Ru guo · Ai // Perhaps Love (2005)

Şöyle güzelinden aşk konulu bir film ararken yolum nasıl olduysa bu filme düştü.
Günlük hayatta müziğe çok düşkün olmasam da izlediğim yapımlarda bol müzik olması, müzik konusunun işlenmesi hep hoşuma giderdi. Bu filmin de müzikal olduğunu ve güzel bir aşk hikayesini anlattığı yorumlarını görünce hemen izleme listemin başlarına çektim.

Sanırım gerçek anlamda izlediğim ilk müzikal film bu oldu. İlginç ama hoş bir deneyim oldu benim için. Fazla şarkı dinlemeyen, dinlediklerini de şarkı sözlerinin anlamına göre seçen biri olarak; olayların ve duyguların şarkılarla anlatılması, şarkılar aracılığıyla hissettirilmeye çalışılması çok hoşuma gitti benim.
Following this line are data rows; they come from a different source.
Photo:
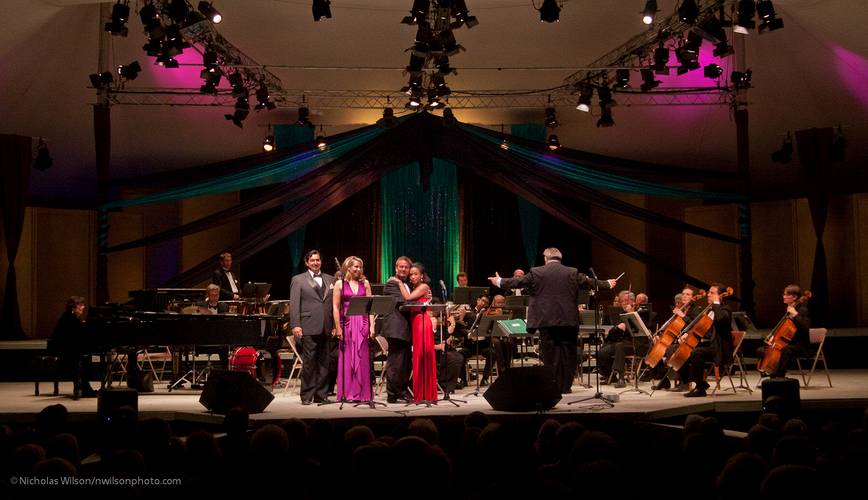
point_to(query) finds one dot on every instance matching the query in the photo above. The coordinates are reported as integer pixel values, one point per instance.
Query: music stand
(375, 305)
(486, 323)
(637, 329)
(468, 294)
(597, 395)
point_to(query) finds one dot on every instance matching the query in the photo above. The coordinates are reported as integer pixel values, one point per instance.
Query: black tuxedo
(221, 279)
(396, 329)
(310, 308)
(553, 310)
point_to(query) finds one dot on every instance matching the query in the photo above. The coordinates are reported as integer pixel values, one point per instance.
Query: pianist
(68, 343)
(212, 301)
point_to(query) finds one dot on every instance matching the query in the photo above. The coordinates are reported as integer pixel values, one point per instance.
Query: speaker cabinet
(227, 389)
(781, 396)
(529, 388)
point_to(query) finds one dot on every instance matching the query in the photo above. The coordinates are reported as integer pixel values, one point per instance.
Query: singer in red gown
(424, 363)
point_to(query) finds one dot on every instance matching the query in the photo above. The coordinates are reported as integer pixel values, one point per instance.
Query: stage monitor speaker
(109, 400)
(781, 396)
(226, 389)
(529, 388)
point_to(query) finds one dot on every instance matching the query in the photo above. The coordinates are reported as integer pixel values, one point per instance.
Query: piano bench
(45, 368)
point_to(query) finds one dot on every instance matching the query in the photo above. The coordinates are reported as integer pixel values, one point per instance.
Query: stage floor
(850, 391)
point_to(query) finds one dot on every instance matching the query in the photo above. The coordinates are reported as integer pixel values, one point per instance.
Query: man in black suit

Danslar, kıyafetler, efektler, ortam sarıp sarmaladı beni. Filmin kış ortamında geçiyor olması ise benim gibi kar ve kış aşığı biri için artı bir özellikti. Zaman zaman ağırlaşan hikaye akışına rağmen filmden hiç kopmadım. Filmde aynı hikayeye iki kez ama farklı bir şekilde bakıyoruz aslında. Birinde geçmişte yaşanmış ve yarım kalmış bir aşkı izlerken, diğerinde geçmişte kalan o aşkın kahramanlarının 10 yıl sonra tekrar karşılaşıp bir filmde birlikte rol almasıyla yeniden alevlenen aşklarını izliyoruz. Kısacası film içinde bir film daha var.
Geçmişteki anılarla, çekilen filmdeki sahnelerin birbiriyle iç içe girerek işlenmesi yer yer kafamızı karıştırır gibi oluyor. Fakat bu bağı çözebilmek adına daha dikkatlice filme odaklanıyoruz. Ayrıca geçmişle şimdiki zaman arasındaki o gidiş-geliş sayesinde karakterleri tanıyıp iç dünyalarına inebiliyoruz. Bir filmde aradığım en önemli nokta da duyguları hissedebilmek olduğundan bu durum beni oldukça memnun etti.
Oyuncular arasında çok sevdiğim oyunculardan biri olan Ji Jin Hee'nin olduğunu fark etmemiştim. İlk sahnede onu görmek hoş bir sürpriz oldu benim için. Az ama öz rolüyle yakışmıştı filme.
Çin ve Hong Kong yapımlarına uzak olduğum için diğer oyuncuları ilk kez izlemiş oldum ama hepsini de beğendim. Özellikle de esas oğlan rolündeki Takeshi Kaneshiro'ya hayran kalmamak elde değildi.
Filmin finali beklenmedik oldu benim için. Farklı bekledim ama buruk bir final oldu... Düşündükçe ise olabilecek en mantıklı sondu belki de dedirtti. Film bütünüyle etkileyici bir etki bıraktı bende. Şarkı sözleri çok hoş ve anlamlıydı. Tekrar o şarkı ve dans sahnelerini izleme isteği duyuyorum. Belki vakit bulduğum bir zaman ikinci postayı yaparım.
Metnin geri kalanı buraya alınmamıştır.